‘Myanmar army kill more than 28’
Myanmar's Shan State has experienced some of the fiercest fighting in an ongoing civil war

AGENCY
London: At least 28 people were killed by the Myanmar army at a monastery in southern Shan State, an insurgent group said. Troops shelled the Nan Nein village on Saturday, the Karenni Nationalities Defence
Force (KNDF) said.
Myanmar has seen a growing number of deadly battles between its military and armed resistance groups since the junta seized power in a coup two years ago. Some of the fiercest fighting has been in this region between the capital Nay Pyi Taw and the border with Thailand.
On Saturday, the military’s air force and artillery entered the village after the shelling around 16:00 local time (09:30 GMT, and executed villagers they found hiding inside a monastery, the KNDF said.
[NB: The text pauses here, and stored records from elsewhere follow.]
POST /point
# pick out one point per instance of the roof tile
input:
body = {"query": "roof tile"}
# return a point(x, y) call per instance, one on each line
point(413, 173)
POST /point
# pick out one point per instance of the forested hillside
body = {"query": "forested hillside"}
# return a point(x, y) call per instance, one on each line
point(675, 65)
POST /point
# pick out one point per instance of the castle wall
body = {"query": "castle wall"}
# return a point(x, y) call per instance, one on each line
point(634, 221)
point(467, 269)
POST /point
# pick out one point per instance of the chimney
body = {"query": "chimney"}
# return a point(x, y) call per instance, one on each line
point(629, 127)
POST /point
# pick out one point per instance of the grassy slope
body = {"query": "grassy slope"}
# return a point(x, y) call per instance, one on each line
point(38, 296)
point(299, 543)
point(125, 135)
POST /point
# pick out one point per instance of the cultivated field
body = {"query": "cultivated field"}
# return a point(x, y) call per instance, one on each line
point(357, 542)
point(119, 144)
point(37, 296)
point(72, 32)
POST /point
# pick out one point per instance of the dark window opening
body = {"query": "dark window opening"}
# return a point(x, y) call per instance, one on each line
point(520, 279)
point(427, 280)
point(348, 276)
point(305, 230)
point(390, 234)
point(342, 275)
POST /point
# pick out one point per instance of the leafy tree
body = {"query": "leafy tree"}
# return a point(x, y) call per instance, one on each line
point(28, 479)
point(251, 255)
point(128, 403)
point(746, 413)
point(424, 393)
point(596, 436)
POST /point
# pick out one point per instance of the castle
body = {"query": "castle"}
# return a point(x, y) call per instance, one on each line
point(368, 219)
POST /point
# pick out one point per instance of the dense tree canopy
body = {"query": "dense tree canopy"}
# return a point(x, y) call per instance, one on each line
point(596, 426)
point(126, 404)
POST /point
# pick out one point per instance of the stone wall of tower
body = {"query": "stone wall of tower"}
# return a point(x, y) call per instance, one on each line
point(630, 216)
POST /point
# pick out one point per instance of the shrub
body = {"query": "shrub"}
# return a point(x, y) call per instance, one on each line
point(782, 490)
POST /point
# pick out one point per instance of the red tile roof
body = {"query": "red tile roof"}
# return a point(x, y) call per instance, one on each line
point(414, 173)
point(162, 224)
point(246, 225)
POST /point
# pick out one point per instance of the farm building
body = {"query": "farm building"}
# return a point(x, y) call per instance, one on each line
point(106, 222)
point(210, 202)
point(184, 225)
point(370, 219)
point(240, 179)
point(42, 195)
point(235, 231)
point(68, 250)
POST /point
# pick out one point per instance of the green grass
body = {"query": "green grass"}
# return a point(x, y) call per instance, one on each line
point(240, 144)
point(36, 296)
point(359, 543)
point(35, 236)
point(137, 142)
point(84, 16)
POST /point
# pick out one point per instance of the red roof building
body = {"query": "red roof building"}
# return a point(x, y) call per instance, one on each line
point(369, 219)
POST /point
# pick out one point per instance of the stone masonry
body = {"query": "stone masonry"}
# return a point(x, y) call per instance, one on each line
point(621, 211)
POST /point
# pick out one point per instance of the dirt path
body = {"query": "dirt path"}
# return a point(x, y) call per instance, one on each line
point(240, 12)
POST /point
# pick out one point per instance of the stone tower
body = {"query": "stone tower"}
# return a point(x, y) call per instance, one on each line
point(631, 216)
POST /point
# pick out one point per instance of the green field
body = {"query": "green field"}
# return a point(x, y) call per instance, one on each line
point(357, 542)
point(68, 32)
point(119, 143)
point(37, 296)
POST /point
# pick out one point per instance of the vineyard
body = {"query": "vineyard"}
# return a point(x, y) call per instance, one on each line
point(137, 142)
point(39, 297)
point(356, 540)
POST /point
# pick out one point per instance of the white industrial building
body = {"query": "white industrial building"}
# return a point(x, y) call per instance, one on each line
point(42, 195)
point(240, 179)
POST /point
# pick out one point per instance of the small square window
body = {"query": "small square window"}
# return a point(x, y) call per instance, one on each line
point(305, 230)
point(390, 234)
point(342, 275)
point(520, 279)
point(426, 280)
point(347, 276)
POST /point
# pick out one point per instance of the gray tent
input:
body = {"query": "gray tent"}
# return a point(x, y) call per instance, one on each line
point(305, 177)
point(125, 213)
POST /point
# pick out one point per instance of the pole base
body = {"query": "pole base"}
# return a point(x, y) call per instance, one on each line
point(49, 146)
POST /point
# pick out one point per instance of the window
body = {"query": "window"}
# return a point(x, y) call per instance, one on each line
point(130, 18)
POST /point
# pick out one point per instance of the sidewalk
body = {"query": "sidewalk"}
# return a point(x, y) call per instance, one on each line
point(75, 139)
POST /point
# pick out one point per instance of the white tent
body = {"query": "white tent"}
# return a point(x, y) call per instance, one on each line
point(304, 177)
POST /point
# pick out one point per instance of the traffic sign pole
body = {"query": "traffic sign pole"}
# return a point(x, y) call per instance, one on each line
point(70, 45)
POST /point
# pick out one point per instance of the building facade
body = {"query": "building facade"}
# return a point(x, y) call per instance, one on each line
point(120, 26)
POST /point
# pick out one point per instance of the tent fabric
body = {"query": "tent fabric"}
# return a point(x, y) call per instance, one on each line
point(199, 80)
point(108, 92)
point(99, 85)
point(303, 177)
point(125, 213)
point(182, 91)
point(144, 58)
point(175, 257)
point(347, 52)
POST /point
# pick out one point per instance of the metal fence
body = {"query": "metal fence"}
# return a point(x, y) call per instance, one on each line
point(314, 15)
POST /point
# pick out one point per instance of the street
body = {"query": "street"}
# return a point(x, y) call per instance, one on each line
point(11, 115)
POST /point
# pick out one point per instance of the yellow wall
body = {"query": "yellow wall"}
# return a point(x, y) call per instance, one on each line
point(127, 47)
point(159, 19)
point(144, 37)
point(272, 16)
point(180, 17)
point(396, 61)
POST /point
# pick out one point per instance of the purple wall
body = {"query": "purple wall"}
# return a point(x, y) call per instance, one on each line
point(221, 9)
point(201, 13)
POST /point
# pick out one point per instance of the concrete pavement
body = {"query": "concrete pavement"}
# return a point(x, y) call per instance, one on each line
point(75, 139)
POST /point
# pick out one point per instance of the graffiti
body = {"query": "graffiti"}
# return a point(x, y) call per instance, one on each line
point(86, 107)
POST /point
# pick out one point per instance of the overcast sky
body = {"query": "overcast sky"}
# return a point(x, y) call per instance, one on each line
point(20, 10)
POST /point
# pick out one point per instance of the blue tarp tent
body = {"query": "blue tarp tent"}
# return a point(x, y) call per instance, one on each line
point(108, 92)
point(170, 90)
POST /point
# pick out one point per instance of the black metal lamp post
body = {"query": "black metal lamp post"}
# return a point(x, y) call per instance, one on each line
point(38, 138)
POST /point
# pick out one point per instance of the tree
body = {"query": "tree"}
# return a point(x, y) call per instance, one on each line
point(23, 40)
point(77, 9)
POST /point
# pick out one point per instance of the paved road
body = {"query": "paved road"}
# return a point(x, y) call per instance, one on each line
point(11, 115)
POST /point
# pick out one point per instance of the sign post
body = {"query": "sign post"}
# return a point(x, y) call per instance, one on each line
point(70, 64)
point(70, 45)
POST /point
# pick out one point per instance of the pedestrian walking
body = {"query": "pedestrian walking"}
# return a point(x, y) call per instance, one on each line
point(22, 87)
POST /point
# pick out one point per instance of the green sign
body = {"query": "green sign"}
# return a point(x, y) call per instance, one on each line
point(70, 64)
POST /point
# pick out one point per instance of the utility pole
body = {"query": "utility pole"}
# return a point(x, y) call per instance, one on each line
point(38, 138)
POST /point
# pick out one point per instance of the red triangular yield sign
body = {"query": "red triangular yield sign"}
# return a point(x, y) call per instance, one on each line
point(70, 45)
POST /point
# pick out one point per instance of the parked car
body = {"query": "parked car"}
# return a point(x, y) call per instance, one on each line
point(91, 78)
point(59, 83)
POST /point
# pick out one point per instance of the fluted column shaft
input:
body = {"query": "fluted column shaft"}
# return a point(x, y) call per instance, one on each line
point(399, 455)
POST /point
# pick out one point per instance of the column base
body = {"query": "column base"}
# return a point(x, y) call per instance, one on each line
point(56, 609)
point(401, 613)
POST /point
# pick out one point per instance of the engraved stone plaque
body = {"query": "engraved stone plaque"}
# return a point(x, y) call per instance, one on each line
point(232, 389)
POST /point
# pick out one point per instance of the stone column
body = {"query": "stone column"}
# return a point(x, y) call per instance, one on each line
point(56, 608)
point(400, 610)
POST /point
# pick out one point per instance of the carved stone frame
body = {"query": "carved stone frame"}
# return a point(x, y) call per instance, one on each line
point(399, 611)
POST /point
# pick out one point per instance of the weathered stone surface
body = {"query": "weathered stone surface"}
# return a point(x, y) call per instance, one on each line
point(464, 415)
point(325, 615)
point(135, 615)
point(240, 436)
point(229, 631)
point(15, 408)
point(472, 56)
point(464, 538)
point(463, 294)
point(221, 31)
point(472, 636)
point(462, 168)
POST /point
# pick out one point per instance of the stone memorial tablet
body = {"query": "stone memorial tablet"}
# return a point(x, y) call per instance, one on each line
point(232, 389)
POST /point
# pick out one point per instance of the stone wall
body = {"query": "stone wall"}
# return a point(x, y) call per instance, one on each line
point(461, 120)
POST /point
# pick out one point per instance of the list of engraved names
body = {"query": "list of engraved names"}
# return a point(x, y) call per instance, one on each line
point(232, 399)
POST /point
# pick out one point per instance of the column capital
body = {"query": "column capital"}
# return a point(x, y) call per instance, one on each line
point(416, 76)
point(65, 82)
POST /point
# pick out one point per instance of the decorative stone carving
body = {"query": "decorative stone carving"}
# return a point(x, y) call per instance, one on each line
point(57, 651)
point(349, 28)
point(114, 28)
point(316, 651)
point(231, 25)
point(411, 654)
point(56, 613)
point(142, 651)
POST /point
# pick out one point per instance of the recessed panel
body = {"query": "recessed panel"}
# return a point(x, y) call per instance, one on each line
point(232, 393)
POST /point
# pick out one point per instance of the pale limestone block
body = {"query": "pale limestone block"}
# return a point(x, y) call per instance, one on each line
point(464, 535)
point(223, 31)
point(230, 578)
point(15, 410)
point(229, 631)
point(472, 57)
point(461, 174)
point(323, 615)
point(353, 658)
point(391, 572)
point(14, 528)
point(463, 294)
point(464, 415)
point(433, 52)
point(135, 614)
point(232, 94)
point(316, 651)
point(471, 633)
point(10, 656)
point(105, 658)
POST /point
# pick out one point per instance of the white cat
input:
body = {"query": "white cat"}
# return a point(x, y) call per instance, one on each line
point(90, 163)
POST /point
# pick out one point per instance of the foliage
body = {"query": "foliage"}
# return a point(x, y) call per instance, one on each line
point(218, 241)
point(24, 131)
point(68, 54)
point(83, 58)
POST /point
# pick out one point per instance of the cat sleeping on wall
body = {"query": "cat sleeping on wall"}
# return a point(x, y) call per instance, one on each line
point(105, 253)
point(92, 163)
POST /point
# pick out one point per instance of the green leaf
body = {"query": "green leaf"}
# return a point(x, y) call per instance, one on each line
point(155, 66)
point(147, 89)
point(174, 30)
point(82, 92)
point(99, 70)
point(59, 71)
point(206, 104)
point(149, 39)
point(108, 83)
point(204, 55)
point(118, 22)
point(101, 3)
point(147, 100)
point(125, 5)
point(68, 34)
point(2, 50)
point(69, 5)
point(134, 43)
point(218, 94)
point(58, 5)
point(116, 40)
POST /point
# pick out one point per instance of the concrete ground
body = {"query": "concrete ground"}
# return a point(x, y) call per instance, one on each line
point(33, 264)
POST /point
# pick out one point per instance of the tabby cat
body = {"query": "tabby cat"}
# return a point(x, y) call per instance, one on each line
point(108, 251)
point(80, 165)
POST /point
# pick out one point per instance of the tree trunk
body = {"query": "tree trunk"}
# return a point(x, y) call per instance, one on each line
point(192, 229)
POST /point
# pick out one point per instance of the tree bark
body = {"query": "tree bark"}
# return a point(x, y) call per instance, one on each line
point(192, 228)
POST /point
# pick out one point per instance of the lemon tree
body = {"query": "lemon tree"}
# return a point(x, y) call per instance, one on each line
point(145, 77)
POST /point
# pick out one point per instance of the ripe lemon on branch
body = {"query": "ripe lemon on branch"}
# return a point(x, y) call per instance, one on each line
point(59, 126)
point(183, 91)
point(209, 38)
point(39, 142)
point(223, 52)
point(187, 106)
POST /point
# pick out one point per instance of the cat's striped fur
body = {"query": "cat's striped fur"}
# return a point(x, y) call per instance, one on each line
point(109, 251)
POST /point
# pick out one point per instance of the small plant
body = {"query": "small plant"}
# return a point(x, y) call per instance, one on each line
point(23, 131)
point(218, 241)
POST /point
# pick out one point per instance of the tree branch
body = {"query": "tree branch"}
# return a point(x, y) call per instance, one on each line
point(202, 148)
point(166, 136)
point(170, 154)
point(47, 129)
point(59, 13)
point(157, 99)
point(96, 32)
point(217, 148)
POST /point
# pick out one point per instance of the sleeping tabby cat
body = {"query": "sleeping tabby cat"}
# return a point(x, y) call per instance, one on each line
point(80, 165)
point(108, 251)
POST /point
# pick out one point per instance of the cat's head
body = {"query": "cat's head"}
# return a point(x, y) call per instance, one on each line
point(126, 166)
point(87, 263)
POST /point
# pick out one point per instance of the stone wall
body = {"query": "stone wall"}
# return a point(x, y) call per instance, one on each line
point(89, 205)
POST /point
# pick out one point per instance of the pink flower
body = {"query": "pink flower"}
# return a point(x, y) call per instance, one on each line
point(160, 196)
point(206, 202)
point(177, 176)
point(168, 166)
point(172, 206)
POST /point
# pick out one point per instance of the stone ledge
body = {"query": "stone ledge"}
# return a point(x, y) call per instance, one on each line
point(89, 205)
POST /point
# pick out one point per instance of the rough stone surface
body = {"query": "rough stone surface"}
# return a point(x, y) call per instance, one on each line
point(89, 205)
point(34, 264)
A video from KNDF – one of several ethnic armies which have joined the fight against the military government – showed at least 21 bodies, including three in the orange robes worn by Buddhist monks, piled up against the monastery. The bodies had what appeared to be multiple gunshot wounds. The video also shows the walls of the monastery peppered with bullet holes.
The Kantarawaddy Times, a local news- paper, quoted a KNDF spokesperson saying: “It was like the [military] made them line up in front of the monastery and brutally shot them all, including the monks.”
The group told the BBC it had found the other seven bodies nearby in the tiny village.
Some of the surrounding buildings and houses were also burned down in what the KNDF has said was a military attack on the village. The group said the villagers had believed taking shelter with the highly respected monks in the area might guarantee them protection. Others in the village had evacuated before the soldiers arrived.
Details of the incident are difficult to verify, but the savage nature of the attack against unarmed civilians is not new in this part of Myanmar, which has seen some of the strongest resistance to the military junta
since the coup. The KNDF told the BBC that since 25 February, there had been increased clashes and fighting as junta soldiers had advanced on the Nan Nein area and its monastery.